In this one, test the different architectures with the top candidate configurations

In [None]:
import os, sys
import pandas as pd
import numpy as np
import torch
import matplotlib.pyplot as plt
import time
import json
import seaborn as sns
from typing import Tuple
from datetime import datetime
sys.path.append(os.path.abspath(os.path.join(os.getcwd(), '..')))

print(f"Using device: {torch.device('cuda' if torch.cuda.is_available() else 'cpu')}")
if torch.cuda.is_available():
    gpu_name = torch.cuda.get_device_name()
    gpu_memory = torch.cuda.get_device_properties(0).total_memory / (1024**3)
    print(f"GPU: {gpu_name}")
    print(f"GPU Memory: {gpu_memory:.1f} GB")
else:
    print("⚠️  CUDA not available - running on CPU (will be slow)")

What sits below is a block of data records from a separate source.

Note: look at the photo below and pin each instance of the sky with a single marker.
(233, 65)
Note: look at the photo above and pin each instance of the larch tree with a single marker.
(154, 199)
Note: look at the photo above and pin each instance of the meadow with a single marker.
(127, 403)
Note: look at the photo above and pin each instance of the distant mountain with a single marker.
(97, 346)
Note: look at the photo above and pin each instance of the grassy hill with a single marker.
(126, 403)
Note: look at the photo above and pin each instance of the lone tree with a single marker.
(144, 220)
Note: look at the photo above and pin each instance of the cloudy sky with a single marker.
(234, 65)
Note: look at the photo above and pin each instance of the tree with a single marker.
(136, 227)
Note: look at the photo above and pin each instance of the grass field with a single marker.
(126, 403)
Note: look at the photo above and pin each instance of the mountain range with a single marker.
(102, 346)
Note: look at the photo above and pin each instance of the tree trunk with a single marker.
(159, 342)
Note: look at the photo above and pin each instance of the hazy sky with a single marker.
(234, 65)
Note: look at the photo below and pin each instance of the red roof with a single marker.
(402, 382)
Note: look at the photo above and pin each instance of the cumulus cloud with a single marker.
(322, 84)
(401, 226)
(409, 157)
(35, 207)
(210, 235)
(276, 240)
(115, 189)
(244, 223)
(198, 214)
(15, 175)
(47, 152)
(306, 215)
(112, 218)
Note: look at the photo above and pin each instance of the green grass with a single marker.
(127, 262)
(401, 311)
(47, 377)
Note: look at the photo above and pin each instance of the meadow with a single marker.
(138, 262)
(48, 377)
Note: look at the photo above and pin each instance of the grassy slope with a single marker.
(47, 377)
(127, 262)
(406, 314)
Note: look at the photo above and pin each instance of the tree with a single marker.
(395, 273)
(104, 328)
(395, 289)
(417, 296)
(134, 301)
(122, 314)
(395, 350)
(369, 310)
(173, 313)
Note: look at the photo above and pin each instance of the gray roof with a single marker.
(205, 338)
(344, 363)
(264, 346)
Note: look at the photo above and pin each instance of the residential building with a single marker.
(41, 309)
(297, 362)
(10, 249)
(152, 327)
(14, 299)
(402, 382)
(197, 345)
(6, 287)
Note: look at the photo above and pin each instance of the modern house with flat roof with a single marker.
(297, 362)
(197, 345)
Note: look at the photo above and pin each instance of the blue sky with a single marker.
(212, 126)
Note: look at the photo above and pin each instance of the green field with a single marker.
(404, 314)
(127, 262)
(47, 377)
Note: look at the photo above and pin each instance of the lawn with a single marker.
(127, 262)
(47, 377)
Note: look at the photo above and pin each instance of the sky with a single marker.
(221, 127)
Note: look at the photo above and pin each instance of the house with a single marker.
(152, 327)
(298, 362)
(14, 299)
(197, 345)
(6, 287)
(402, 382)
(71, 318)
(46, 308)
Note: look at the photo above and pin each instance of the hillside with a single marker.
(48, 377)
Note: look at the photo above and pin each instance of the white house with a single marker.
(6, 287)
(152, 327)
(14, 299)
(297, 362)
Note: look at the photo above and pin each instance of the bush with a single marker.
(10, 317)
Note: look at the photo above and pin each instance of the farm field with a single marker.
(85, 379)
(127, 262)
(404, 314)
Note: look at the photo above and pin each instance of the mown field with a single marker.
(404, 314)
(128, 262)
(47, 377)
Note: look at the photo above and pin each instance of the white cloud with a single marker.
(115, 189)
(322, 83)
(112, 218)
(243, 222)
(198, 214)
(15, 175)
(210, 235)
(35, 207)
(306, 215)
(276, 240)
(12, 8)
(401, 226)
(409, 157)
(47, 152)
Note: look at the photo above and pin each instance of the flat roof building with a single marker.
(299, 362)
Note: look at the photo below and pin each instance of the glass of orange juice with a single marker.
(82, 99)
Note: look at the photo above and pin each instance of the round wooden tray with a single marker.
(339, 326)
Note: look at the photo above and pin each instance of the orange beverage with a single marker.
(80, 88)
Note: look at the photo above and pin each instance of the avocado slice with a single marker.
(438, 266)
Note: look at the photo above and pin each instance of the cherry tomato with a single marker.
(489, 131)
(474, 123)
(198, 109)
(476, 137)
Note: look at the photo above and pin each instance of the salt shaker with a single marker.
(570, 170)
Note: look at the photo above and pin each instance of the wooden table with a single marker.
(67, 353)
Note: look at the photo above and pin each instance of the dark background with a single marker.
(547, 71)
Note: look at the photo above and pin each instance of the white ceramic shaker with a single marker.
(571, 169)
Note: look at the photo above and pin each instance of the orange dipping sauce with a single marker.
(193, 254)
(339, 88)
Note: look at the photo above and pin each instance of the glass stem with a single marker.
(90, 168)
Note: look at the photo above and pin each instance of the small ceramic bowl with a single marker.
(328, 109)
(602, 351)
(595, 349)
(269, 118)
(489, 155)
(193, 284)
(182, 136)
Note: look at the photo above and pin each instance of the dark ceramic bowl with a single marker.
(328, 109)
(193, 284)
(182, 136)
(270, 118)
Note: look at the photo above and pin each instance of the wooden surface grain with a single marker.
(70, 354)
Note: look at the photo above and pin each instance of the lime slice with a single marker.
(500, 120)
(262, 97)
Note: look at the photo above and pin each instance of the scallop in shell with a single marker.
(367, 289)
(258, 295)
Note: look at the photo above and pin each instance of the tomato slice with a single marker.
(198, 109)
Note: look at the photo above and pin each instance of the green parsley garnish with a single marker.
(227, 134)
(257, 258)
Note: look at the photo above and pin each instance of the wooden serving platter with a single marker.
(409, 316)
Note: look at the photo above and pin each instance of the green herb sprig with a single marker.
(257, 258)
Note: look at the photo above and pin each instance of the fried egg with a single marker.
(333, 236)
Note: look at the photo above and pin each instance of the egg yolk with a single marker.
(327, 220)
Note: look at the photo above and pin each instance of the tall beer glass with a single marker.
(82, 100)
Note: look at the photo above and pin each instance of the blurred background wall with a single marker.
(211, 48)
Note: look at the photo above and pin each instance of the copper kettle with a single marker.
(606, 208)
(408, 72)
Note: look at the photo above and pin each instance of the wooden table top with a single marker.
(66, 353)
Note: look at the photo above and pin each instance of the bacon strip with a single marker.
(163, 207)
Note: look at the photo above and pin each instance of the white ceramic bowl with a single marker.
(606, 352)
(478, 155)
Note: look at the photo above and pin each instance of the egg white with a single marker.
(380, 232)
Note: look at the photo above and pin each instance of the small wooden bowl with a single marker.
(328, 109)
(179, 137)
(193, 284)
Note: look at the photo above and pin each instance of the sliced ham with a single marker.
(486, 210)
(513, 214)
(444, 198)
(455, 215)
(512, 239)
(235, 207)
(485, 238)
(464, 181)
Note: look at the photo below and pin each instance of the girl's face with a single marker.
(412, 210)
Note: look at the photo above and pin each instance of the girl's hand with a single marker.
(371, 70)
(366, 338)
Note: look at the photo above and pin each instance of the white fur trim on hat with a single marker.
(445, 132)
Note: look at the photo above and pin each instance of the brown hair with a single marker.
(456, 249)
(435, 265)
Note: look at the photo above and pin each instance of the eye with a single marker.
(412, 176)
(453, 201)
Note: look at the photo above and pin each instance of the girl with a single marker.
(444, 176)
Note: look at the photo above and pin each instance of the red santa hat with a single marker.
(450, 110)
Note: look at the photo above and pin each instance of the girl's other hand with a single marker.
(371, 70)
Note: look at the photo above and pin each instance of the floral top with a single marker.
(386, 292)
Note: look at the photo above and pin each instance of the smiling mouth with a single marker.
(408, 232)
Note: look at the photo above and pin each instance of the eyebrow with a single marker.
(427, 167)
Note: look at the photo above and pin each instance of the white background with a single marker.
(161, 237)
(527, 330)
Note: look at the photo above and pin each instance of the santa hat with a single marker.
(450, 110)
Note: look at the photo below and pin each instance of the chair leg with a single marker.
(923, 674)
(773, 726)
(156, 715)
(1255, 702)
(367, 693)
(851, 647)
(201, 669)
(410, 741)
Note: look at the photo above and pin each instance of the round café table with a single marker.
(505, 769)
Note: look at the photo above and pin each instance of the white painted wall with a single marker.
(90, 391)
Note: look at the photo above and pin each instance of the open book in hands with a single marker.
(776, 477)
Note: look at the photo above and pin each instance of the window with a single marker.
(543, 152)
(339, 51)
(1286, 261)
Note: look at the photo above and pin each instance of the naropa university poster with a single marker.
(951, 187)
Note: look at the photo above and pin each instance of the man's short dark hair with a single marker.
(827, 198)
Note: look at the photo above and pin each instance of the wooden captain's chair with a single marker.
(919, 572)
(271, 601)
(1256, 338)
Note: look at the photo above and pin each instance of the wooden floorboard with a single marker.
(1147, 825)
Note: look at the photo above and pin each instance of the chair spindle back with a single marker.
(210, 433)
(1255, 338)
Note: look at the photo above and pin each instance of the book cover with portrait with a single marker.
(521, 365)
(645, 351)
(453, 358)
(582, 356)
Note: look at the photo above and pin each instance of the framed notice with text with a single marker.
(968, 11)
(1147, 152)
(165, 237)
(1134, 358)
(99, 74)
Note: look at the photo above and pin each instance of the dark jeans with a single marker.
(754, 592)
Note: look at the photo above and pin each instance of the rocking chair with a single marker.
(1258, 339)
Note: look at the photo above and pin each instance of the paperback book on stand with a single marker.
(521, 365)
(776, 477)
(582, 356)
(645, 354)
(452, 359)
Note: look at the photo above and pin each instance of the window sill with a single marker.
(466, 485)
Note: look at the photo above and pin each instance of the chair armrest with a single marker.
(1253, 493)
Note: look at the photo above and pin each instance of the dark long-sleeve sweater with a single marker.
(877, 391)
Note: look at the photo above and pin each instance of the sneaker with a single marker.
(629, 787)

# Performance optimization settings
ENABLE_OPTIMIZATIONS = True  # Set to False to disable all optimizations
ENABLE_PARALLEL_FOLDS = False  # Set to True for cross-validation mode
MAX_PARALLEL_FOLDS = -1  # Adjust based on GPU memory

def load_npy_data(specs_dir: str, specs_csv_path: str) -> Tuple[np.ndarray, np.array, np.array]:
    """
    Load spectrograms from .npy files and metadata from CSV.
    
    Args:
        specs_dir (str): Directory containing .npy spectrogram files
        specs_csv_path (str): Path to CSV file containing metadata (filename, class_id, author)
    
    Returns:
        Tuple[np.ndarray, np.array, np.array]: Returns features, labels, and authors.
        Features are already normalized to [0,1] and shaped as (N, 1, 224, 313)
    """
    # Load metadata CSV
    df = pd.read_csv(specs_csv_path)
    
    print(f"Metadata shape: {df.shape}")
    print(f"Number of classes: {df['class_id'].nunique()}")
    print(f"Number of authors: {df['author'].nunique()}")
    
    # Extract labels and authors
    labels = df['class_id'].values.astype(np.int64)
    authors = df['author'].values
    filenames = df['filename'].values
    
    # Load spectrograms from .npy files
    features_list = []
    valid_indices = []
    
    for i, filename in enumerate(filenames):
        spec_path = os.path.join(specs_dir, filename)
        
        if os.path.exists(spec_path):
            try:
                # Load .npy file - already normalized to [0,1] as float32
                spec_array = np.load(spec_path)
                
                # Add channel dimension: (1, height, width)
                spec_array = spec_array[np.newaxis, ...]
                
                features_list.append(spec_array)
                valid_indices.append(i)
                
            except Exception as e:
                print(f"Error loading {filename}: {e}")
        else:
            print(f"File not found: {spec_path}")
    
    # Convert to numpy array
    features = np.array(features_list, dtype=np.float32)
    
    # Filter labels and authors to match loaded features
    labels = labels[valid_indices]
    authors = authors[valid_indices]
    
    print(f"Features shape: {features.shape}")
    print(f"Labels shape: {labels.shape}")
    print(f"Authors shape: {authors.shape}")
    print(f"Unique classes: {len(np.unique(labels))}")
    print(f"Unique authors: {len(np.unique(authors))}")
    print(f"Successfully loaded {len(features)} out of {len(filenames)} spectrograms")
    
    # Clean up
    del df
    
    return features, labels, authors

In [None]:
# New pipeline using .npy spectrograms from specs/ directory
specs_dir = os.path.join('..', 'database', 'specs')
specs_csv_path = os.path.join('..', 'database', 'meta', 'final_specs.csv')
features, labels, authors = load_npy_data(specs_dir, specs_csv_path)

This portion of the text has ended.